Adopt Post-Quantum Cryptography: To future-proof the integrity of their digital signatures and credentials, companies should prepare for the adoption of post-quantum cryptography, such as the ML-DSA algorithms planned for the C2PA standard.
Build MLOps Best Practices: Even before generative AI, ML Ops and now LLM Ops have been promoted as ways to implement responsible AI. This is still true today.
Addressing Data Consent and Privacy
The use of massive, widely sourced, and often undocumented training data has led to crises in data privacy and copyright infringement. Future global regulations will likely focus heavily on creator rights.

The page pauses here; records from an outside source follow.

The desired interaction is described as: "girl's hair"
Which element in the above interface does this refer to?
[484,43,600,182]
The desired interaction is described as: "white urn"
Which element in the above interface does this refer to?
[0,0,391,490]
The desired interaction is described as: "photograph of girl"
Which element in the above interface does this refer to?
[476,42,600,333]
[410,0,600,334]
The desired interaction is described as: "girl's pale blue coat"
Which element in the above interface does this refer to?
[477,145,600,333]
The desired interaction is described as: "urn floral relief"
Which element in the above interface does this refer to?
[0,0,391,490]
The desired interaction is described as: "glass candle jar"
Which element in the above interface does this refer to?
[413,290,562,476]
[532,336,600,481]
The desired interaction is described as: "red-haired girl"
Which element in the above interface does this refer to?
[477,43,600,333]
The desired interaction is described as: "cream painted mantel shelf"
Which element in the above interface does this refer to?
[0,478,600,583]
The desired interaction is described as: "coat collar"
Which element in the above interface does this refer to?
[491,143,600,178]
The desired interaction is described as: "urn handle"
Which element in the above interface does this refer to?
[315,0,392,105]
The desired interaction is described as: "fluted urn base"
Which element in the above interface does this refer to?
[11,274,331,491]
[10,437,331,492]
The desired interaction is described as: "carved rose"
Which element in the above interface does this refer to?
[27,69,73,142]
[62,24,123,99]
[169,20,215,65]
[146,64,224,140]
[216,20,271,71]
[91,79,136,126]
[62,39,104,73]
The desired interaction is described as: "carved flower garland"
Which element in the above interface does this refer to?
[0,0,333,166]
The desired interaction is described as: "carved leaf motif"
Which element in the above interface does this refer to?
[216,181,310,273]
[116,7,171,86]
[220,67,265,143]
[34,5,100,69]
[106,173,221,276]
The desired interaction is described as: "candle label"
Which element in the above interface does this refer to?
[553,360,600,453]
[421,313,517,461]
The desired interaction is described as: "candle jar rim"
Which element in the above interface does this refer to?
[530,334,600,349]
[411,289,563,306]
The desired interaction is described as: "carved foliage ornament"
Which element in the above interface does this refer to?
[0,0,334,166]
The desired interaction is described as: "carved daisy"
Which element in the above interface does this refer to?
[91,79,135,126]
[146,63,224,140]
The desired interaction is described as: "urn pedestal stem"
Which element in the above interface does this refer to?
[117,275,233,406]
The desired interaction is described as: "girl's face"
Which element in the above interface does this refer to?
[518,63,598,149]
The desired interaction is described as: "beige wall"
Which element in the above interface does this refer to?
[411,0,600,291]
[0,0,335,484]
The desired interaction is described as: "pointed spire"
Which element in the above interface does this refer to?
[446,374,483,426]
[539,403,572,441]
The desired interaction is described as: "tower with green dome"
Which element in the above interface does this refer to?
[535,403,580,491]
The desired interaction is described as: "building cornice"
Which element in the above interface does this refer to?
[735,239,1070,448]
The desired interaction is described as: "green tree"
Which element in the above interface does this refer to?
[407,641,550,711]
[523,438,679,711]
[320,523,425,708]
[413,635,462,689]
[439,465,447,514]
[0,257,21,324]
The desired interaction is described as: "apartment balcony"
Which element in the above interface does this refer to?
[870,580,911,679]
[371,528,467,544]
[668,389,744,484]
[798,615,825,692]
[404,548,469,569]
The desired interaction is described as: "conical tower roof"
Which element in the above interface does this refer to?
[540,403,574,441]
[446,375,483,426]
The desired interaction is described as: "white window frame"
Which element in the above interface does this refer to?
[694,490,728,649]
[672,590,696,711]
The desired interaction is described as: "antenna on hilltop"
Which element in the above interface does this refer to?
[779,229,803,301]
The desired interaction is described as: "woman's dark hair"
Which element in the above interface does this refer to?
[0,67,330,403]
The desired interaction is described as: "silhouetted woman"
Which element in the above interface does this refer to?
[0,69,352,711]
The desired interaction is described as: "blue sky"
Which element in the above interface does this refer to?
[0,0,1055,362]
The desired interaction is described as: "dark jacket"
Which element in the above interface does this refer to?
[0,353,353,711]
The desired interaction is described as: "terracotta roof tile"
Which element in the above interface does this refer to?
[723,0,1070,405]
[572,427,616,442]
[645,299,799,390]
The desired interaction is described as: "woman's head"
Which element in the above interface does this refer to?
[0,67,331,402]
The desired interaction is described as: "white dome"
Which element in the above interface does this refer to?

Implement Consent Infrastructure: Companies should focus on developing and utilizing infrastructure that allows content creators to explicitly register how their work should be used (opt-in/opt-out tools). Provenance tracking aids creators by letting them know how their work is used, giving them opportunities to provide consent, seek credit, and potentially receive fair compensation.
By proactively adopting standards like C2PA and building technical infrastructure that supports verifiable provenance, companies can ensure they are ready not only for the impending deadlines in China and California but also for the global regulatory harmonizations and advanced cryptographic requirements that will define the future of trustworthy AI.